I have multiple websites using the same JCR server.  Is there another  
protocol adapter that I can use?


Regards,
Alan


Re: System slowdown

Posted by Thomas Mueller <th...@gmail.com>.
Hi,

Maybe 'non transactional' is the wrong expression. Such persistence
managers (for example the ObjectPersistenceManager) usually work OK,
you can use transactions in Jackrabbit and so on, the exception is
'atomicy' in a crash. When the process is stopped while a transaction
is persisted (power failure, process killed, Runtime.halt() called, VM
crash), some data of a transaction may be committed and some not.
Theoretically, some nodes may even be corrupt (depending how and when
the system crashed). But the algorithms used are minimizing this risk,
for example the parent node is written last so in 99% of the cases
there is no problem even after a crash.

As far as I know, the database persistence managers (bundle and
simple) are safe, all others are not fully. Of course it depends on
how safe a database is (if you have a power failure, even databases
get corrupted sometimes, depending on the file system / hard drive).

I will update the wiki.

Thomas




On 9/20/07, Jukka Zitting <ju...@gmail.com> wrote:
> Hi,
>
> On 9/20/07, KÖLL Claus <C....@tirol.gv.at> wrote:
> > so my opinion is it should be regardless which peristence manager you use
> > jackrabbit should be always transactional if a operation runs inside a transaction
> > context. is this true or not ?
>
> You need to have a persistence manager that can store the transaction
> changelog as a single atomic operation, which as of now means the
> database persistence managers. An underlying database transaction is
> still needed for that atomic change, but it's not a part of the
> externally managed transaction context.
>
> BR,
>
> Jukka Zitting
>

Re: System slowdown

Posted by Jukka Zitting <ju...@gmail.com>.
Hi,

On 9/20/07, KÖLL Claus <C....@tirol.gv.at> wrote:
> so my opinion is it should be regardless which peristence manager you use
> jackrabbit should be always transactional if a operation runs inside a transaction
> context. is this true or not ?

You need to have a persistence manager that can store the transaction
changelog as a single atomic operation, which as of now means the
database persistence managers. An underlying database transaction is
still needed for that atomic change, but it's not a part of the
externally managed transaction context.

BR,

Jukka Zitting

AW: System slowdown

Posted by KÖLL Claus <C....@TIROL.GV.AT>.
hi thomas,

just for clarification ..

you sayed that one disadvantage of the ObjectPersistenceManager
is the non transational behaviour

there was a lot of discussion about transactions in jackrabbit and 
the statement that i get from this discussion is that jackrabbit "itself" (the session) is the
XAResource in a transcation context

so my opinion is it should be regardless which peristence manager you use
jackrabbit should be always transactional if a operation runs inside a transaction context.
is this true or not ?


BR,
claus

-----Ursprüngliche Nachricht-----
Von: Thomas Mueller [mailto:thomas.tom.mueller@gmail.com] 
Gesendet: Donnerstag, 20. September 2007 09:35
An: dev@jackrabbit.apache.org
Betreff: Re: System slowdown

Hi,

> No particular reason.  I didn't know that the others were better.
> What are the differences between the three?

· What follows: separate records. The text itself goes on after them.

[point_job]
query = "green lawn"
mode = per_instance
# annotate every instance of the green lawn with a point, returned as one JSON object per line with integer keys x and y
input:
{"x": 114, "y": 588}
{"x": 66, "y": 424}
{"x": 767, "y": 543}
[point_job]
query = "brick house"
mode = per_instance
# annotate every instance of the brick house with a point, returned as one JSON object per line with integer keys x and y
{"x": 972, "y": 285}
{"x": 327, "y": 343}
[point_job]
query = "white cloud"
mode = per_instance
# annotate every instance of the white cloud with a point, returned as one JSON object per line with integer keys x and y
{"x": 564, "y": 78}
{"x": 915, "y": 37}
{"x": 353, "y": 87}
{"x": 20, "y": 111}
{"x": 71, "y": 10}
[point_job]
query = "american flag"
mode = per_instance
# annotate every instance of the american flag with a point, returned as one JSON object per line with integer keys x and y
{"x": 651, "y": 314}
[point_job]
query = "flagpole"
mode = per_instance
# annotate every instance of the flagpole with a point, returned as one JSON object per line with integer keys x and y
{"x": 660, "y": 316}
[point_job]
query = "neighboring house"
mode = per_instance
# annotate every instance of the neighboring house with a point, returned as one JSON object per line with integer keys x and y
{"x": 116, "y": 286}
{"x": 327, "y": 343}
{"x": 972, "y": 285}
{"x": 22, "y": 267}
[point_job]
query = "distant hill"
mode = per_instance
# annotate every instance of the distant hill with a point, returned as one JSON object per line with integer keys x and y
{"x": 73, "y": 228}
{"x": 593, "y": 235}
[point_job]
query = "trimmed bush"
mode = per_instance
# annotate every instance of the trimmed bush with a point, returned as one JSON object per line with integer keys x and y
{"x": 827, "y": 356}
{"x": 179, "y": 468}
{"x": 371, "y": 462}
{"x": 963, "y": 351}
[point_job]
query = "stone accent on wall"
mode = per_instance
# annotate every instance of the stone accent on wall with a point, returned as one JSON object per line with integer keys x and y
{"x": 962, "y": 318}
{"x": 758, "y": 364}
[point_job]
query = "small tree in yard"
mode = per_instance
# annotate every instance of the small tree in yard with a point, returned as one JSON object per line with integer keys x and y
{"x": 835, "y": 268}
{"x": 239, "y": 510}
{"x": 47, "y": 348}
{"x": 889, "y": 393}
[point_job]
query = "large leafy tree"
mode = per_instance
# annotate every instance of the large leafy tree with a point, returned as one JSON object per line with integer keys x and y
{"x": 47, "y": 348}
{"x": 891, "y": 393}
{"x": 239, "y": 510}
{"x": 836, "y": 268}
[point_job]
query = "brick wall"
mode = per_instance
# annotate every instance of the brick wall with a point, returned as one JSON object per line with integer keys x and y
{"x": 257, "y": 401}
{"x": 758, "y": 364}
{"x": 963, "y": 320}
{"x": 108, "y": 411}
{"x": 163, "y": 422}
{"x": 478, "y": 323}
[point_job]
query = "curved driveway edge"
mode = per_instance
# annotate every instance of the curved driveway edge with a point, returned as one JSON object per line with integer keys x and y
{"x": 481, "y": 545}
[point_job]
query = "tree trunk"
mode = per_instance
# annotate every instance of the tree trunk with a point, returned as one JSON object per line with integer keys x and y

I have updated the PersistenceManagerFAQ in the Wiki:
http://wiki.apache.org/jackrabbit/PersistenceManagerFAQ

The information there is still incomplete, but the bundle persistence
managers were not documented at all before. The
ObjectPersistenceManager has 3 disadvantages in my view:

- if the jvm process is killed the repository might turn inconsistent
- non transactional
- slow

>>  How long is three times as long?
> I'll benchmark this for you

This is not required at this time

> I'm using RMI, if that's relevant.  I'll try to make a simple
> reproducible example, if that will help

Yes, using RMI does make a difference. Is RMI required in your case?
Because not using it would be another speed up.

Thomas

Re: System slowdown

Posted by Thomas Mueller <th...@gmail.com>.
Hi,

> No particular reason.  I didn't know that the others were better.
> What are the differences between the three?

I have updated the PersistenceManagerFAQ in the Wiki:
http://wiki.apache.org/jackrabbit/PersistenceManagerFAQ

The information there is still incomplete, but the bundle persistence
managers were not documented at all before. The
ObjectPersistenceManager has 3 disadvantages in my view:

- if the jvm process is killed the repository might turn inconsistent
- non transactional
- slow

>>  How long is three times as long?
> I'll benchmark this for you

This is not required at this time

> I'm using RMI, if that's relevant.  I'll try to make a simple
> reproducible example, if that will help

Yes, using RMI does make a difference. Is RMI required in your case?
Because not using it would be another speed up.

Thomas

Re: System slowdown

Posted by "Alan D. Cabrera" <li...@toolazydogs.com>.
On Sep 17, 2007, at 7:33 AM, Thomas Mueller wrote:

> Hi,
>
> I think the ObjectPersistenceManager should not be used. Maybe it is
> time to deprecate it... Is there some specific reason why you can't
> use a more modern persistence manager, for example
> BundleFsPersistenceManager or BundleDbPersistenceManager? As far as I
> know, both can access binary data more efficiently.

No particular reason.  I didn't know that the others were better.   
What are the differences between the three?

>> about one million, that inserting takes over three times as long.
>
> Generally large repositories are slower than small ones. This is also
> the case for other storage systems. How long is three times as long?

I'll benchmark this for you but only if I don't switch to  
BundleFsPersistenceManager.

>> I notice that the info from the CacheManager during its resizeAll  
>> the size was at 4k.
>
> This sounds like you have opened sessions but did not close them.
> Could you please verify that your application closes all sessions?

I'm pretty sure that I'm closing them all in Filters/Interceptors.   
I'm using RMI, if that's relevant.  I'll try to make a simple  
reproducible example, if that will help


Regards,
Alan



Re: System slowdown

Posted by Thomas Mueller <th...@gmail.com>.
Hi,

I think the ObjectPersistenceManager should not be used. Maybe it is
time to deprecate it... Is there some specific reason why you can't
use a more modern persistence manager, for example
BundleFsPersistenceManager or BundleDbPersistenceManager? As far as I
know, both can access binary data more efficiently.

> about one million, that inserting takes over three times as long.

Generally large repositories are slower than small ones. This is also
the case for other storage systems. How long is three times as long?

> I notice that the info from the CacheManager during its resizeAll the size was at 4k.

This sounds like you have opened sessions but did not close them.
Could you please verify that your application closes all sessions?

Regards,
Thomas